Circulation 122,210 • Volume 33, No. 3 • February 2019   Issue PDF

APSF Awards 2019 Grant Recipients

Steven K. Howard, MD

APSF support of patient safety research has been long guided by the Foundation’s Vision Statement that “no patient shall be harmed by anesthesia” and the Mission Statement that includes the goal “to improve continually the safety of patients during anesthesia care by encouraging and conducting safety research and education.” The APSF has provided over nine million dollars for patient safety research since 1987 in an effort to achieve these goals.

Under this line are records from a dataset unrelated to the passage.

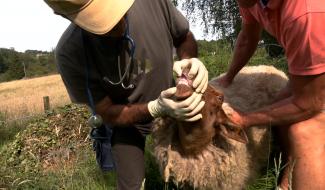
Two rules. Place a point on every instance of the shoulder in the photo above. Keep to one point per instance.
(71, 39)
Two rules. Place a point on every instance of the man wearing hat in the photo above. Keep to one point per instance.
(117, 57)
(300, 109)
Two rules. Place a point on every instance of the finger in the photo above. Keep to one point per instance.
(179, 65)
(168, 93)
(197, 109)
(193, 105)
(195, 66)
(203, 85)
(195, 118)
(188, 101)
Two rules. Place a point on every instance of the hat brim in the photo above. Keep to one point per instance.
(100, 16)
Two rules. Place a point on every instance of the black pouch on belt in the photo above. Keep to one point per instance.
(101, 137)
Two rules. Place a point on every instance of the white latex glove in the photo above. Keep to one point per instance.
(186, 110)
(197, 70)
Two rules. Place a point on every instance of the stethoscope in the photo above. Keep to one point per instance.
(126, 37)
(96, 120)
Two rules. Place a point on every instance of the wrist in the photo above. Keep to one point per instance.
(153, 108)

The 2018-19 APSF investigator-initiated research grant program received 29 letters of intent (LOIs) that were submitted in early February 2018. After thorough evaluation, six teams were asked to submit full proposals. On October 13, 2018, the Scientific Evaluation Committee met during the Annual ASA Meeting to make funding recommendations to the APSF Board of Directors. Three recommendations were made and were voted upon favorably.

The principal investigators of this year’s APSF grants provided the following description of their proposed work.

Arnoley S. Abcejo, MD

Arnoley S. Abcejo, MD

Arnoley S. Abcejo, MD

Assistant Professor of Anesthesiology and Perioperative Medicine
Mayo Clinic Rochester

Dr. Abcejo’s Clinical Research submission is entitled “Neurocognitive Dysfunction after Anesthesia in Patients with Recent Concussion.”

Background: Concussion represents the functional manifestation of traumatic brain injury. This neurologic condition impacts millions of Americans each year—affecting all age groups, genders, and demographic backgrounds. Though most often associated with sports-related injuries and motor vehicle accidents, the most common reason for a concussion is falls. Despite the mechanism, the acute phase after concussive injury results in a myriad of otherwise nonspecific neurologic and cognitive symptoms, i.e., headache, confusion, emotional lability, nausea, memory loss, etc. Despite the resolution of concussive symptoms, however, clinical evidence reveals aberrations in neurophysiologic homeostasis that may persist for days to weeks longer. These changes include cerebral dysautoregulation, changes in cerebral blow flow, and interruptions in cerebral metabolism, blood brain barrier mechanics, and neuronal transmission.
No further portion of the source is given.